CHAPITRE XVII

Il les avait vus maigrir, s’émacier, devenir des spectres corporels avant d’atteindre – enfin ! pensaient certains – la désincarnation. Ils jalousaient ceux que les éléments avaient tués dans les premiers jours. Car ceux-là avaient bien peu souffert, somme toute.
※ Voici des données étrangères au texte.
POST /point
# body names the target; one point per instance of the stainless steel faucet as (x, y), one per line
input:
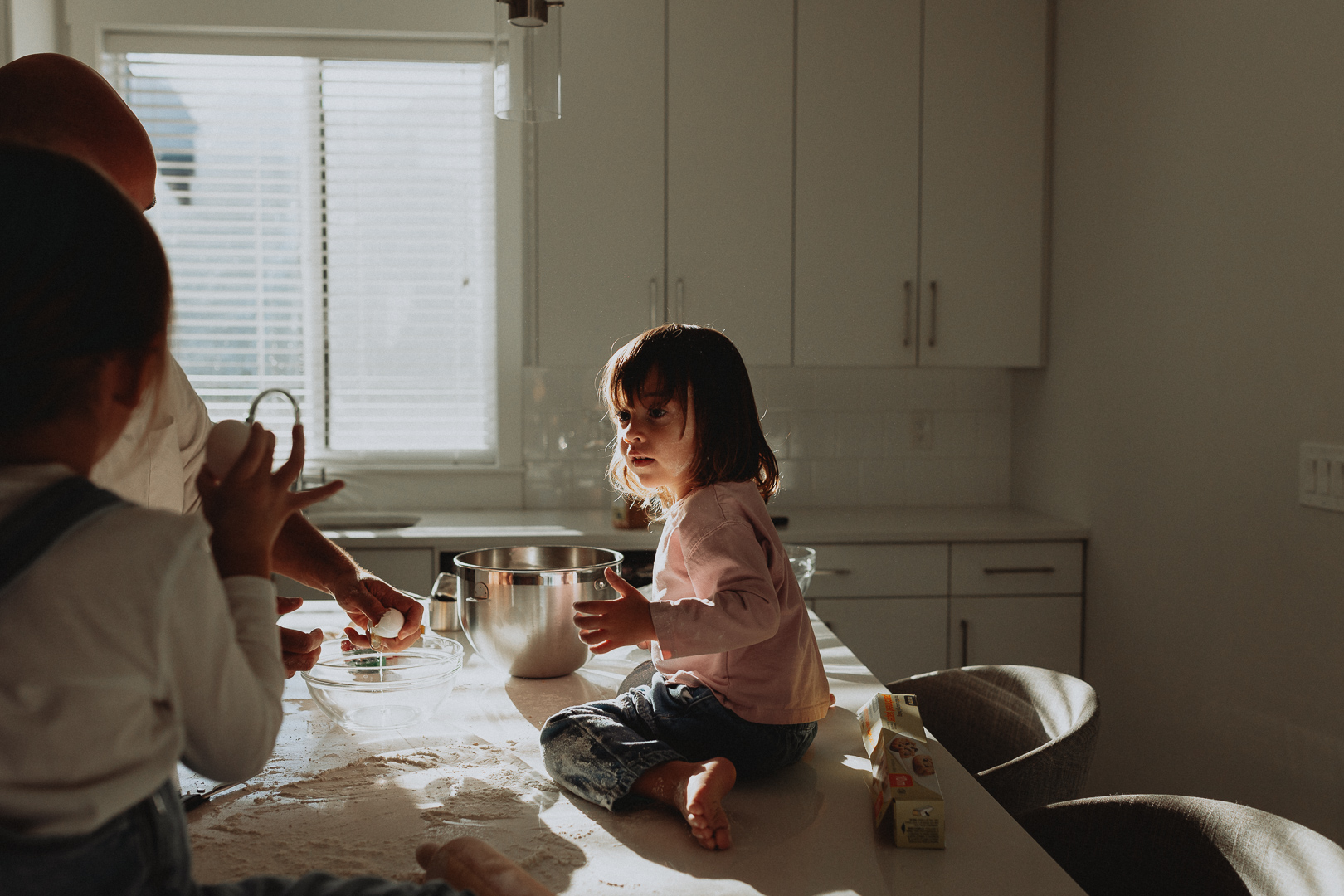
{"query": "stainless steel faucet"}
(251, 409)
(305, 477)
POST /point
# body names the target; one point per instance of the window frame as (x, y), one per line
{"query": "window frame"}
(112, 26)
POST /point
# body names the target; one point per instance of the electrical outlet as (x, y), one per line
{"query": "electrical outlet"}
(1320, 479)
(921, 430)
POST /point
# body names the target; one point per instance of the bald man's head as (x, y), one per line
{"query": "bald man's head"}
(60, 104)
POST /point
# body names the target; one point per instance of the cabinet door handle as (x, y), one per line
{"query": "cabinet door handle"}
(905, 340)
(933, 314)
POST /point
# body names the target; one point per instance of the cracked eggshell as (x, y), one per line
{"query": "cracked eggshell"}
(225, 444)
(390, 625)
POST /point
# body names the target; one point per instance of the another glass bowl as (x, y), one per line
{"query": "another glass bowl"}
(368, 691)
(802, 562)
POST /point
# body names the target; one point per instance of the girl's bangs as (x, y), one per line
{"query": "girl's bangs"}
(629, 373)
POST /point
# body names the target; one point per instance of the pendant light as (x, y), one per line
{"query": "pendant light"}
(527, 60)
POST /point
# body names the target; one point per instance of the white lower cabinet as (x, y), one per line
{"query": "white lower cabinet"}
(894, 637)
(905, 609)
(1025, 631)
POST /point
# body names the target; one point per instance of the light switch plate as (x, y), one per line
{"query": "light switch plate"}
(921, 430)
(1320, 479)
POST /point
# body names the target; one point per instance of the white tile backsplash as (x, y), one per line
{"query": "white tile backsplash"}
(841, 436)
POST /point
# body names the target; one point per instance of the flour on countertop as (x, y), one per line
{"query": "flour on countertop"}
(368, 817)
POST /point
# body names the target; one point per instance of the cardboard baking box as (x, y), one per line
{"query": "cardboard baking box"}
(903, 778)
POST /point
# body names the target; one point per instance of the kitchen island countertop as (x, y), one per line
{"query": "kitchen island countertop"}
(359, 802)
(464, 529)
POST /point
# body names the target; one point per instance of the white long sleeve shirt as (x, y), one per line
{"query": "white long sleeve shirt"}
(158, 455)
(123, 653)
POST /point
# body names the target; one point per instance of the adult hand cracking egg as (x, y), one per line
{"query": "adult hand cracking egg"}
(368, 601)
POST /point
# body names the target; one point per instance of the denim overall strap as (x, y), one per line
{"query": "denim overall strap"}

Il les avait vus aussi – horreur suprême – se regarder non pas comme on contemple un compagnon de lutte, mais comme on fixe le repas qu’on va entamer en supputant les plaisirs que le palais ou l’estomac va en tirer. Nul n’était encore passé à l’action, mais quelqu’un oserait un de ces jours briser l’immémorial tabou.

Lui-même, quelques fois

Ils erraient depuis si longtemps. L’air les portait, mais on aurait dit qu’Aqualia ne les supportait plus et voulait les voir disparaître tous jusqu’au dernier.

Lui-même, souvent, regardant Myriam qui restait l’une des plus vivantes – car elle faisait au moins l’effort de se traîner sur le pont pour prendre sa place dans une inutile veille –, n’avait pas pensé à l’image de la femme qui n’avait cessé de le tourmenter, mais à cette chair qu’il aurait été heureux de posséder d’une autre manière qu’un homme possède une femme.

Il se réveilla en étouffant un hurlement et se couvrit le visage d’une couverture, comme si cela pouvait faire disparaître l’abomination de son rêve.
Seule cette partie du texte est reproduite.